Pratiquant un swing constant, explicite ou plus effacé, les trois musiciens structurent leurs échanges de manière plutôt traditionnelle en se donnant la parole à tour de rôle. Pourtant, les passages de témoin trouvent une grande fluidité dans un usage des combinaisons d’instrumentistes qui permettent de ne jamais verser dans le systématique. Saxophone / guitare, guitare / piano ou encore piano /saxophone, au gré des pistes, les possibilités sont nombreuses et transforment le trio en autant de duos. Elles sont également le moyen d’éviter la redite et de renouveler l’art délicat de l’accompagnement qui, à son tour, stimulera l’inventivité du soliste. Subtil et discret pour le guitariste, plus lyrique quoique sans emphase pour le pianiste.

Les interventions de Lee Konitz sont, comme toujours, judicieuses. Le son pur et droit qui sort du saxophone alto est certainement le premier élément de cette ligne claire qui le caractérise. Peu d’effets périphériques (pas de growl, pas de claquements de langue, jamais de cris) mais une infinité de nuances dans l’intensité de production de la note. Savamment utilisées, notamment dans les attaques, ces nuances, passant du silence au son entier, permettent à la phrase de s’élever avec retenue, comme née de l’harmonie générale.

Une fois placée en tête du discours, la phrase s’impose avec beaucoup de précision et de légèreté sans se figer cependant dans un sens monolithique. Tout n’est pas, en effet, sur le même plan. Certaines articulations semblent effacées, comme placées en dessous, et mettent ainsi l’accent sur d’autres parties saillantes et éclatantes du phrasé. Ce jeu sur le plein et le délié, sur l’ombre et la lumière, sur les appuis et les relâchés confèrent une souplesse tonique aux mélismes décontractés dont Konitz est passé maître.

Son choix, dans le même temps, de toujours rester au plus près de la mélodie de départ contribue à la lisibilité de son écriture musicale.
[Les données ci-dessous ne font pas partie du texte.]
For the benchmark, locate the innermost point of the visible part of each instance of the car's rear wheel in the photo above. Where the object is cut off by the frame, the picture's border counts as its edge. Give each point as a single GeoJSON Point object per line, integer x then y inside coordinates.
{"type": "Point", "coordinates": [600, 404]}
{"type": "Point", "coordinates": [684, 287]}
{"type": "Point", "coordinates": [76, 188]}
Entier dans le chant et le plaisir de le donner à entendre, il n’use jamais d’ironie ou de paraphrases et ses improvisations ne sont pas des digressions autour d’un matériau premier envisagé comme prétexte. Elles semblent plutôt la continuité compositionnelle du thème de départ, comme un développement infini qui ne peut que fasciner. Lee Konitz est pareil à un commentateur qui glose sur un texte pour en éclaircir le sens premier.

Car il semble n’exister aucun dispositif stéréotypé chez lui : il invente toujours. Quel que soit le tempo, il ne se laisse jamais aller à des formules aux effets assurés et transposables partout. Tout est neuf en permanence puisque seul le chant intérieur est privilégié. Élégant sans jamais verser dans le maniérisme ou l’abstraction. Cool, oui - puisqu’il est d’usage de dire qu’il vient de là - mais sans nonchalance et même avec droiture dans son attention à l’autre. Aussi bien ses partenaires que ses auditeurs.

Propice à la rêverie, ce chant intérieur, sensuel et d’une grande douceur, est une invitation au voyage et à la divagation pour celui qui écoute. Avec une malicieuse contradiction toutefois. Difficile, en effet, avec une musique qui flatte l’âme comme elle le fait et l’engage à s’évader, de rester attentif au vocabulaire et à la syntaxe d’un propos qui mérite pourtant une attention entière. Les moyens d’une envolée sensible nous condamnent à ne pas jouir pleinement des raisons musicales ayant permis cette envolée. La science de Lee Konitz est là tout entière. S’effacer derrière sa poésie, effacer même cette poésie pour offrir un véritable territoire à l’imaginaire de l’auditeur.